Ф.М., швыряясь карикатурной чрезмерностью участников разворачивающейся драмы, делает это так ярко, что ты не хочешь их слушать (т.е. читать). Не его, Достоевского, а их!
Но справедливо и то, что писал всю эту лишнюю дребедень Фёдор Михайлович, которому тут не достаёт хлёсткости, что ли. Очень, очень много бесполезного текста. По попе гладят-гладят, а трусы всё никак не снимут — как я в молодости с одной более опытной барышни.

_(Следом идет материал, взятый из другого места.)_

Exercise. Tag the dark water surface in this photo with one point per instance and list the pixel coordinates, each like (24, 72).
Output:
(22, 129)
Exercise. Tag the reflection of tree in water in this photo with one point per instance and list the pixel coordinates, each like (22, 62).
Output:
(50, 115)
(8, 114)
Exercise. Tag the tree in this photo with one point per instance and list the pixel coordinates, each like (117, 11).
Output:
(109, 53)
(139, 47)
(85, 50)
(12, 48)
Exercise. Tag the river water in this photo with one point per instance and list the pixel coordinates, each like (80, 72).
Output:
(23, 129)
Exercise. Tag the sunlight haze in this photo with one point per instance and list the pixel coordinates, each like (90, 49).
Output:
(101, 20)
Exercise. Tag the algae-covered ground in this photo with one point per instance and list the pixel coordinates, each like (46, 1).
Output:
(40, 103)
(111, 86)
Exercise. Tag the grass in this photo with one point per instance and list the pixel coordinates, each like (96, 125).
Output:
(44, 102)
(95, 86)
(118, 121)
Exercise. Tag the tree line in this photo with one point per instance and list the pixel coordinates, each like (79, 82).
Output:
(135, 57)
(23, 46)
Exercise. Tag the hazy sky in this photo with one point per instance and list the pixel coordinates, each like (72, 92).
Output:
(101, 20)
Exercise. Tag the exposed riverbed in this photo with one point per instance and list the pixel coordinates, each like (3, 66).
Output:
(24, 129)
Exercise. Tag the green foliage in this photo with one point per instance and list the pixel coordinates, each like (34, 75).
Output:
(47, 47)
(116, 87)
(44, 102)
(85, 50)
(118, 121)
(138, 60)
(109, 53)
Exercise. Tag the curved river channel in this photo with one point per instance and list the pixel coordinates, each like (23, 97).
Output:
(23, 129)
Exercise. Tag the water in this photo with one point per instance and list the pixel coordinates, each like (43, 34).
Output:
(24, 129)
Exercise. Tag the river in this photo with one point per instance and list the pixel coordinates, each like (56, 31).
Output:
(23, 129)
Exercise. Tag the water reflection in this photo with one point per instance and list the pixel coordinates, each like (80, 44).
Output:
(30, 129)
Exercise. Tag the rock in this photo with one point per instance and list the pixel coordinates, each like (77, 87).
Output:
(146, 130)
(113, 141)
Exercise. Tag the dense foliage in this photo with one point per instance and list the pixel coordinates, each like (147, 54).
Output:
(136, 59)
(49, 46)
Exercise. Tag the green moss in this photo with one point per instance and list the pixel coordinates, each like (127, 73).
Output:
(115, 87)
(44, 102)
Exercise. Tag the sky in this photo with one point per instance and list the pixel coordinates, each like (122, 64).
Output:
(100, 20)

Всё переживал, что сейчас в её магазин зайдёт покупатель, а мы тут это… Сейчас-то понятно, что джинсовый бизнес у неё, мягко говоря, не пёр и можно было не париться. Хотя, наверное, неожиданные клиенты – не главная причина у тормоза…
«Униженные и оскорблённые» – очень противоречивый роман. С одной стороны, уровневое и классическое произведение Достоевского со всей его чернухой, страданиями и трагедиями. Но, конечно, солидное такое: здесь классная завязка, много сюжетных линий, есть неожиданные ходы. Например, в финале, когда ты уже не ожидаешь очевидного и думаешь, что тебя специально наводили на ложную мысль, бах — и всё открывается. А ты уже вроде отпустил… Но с другой, можно ли считать великолепным произведение, добрую часть которого ты безболезненно пролистываешь? Я в замешательстве.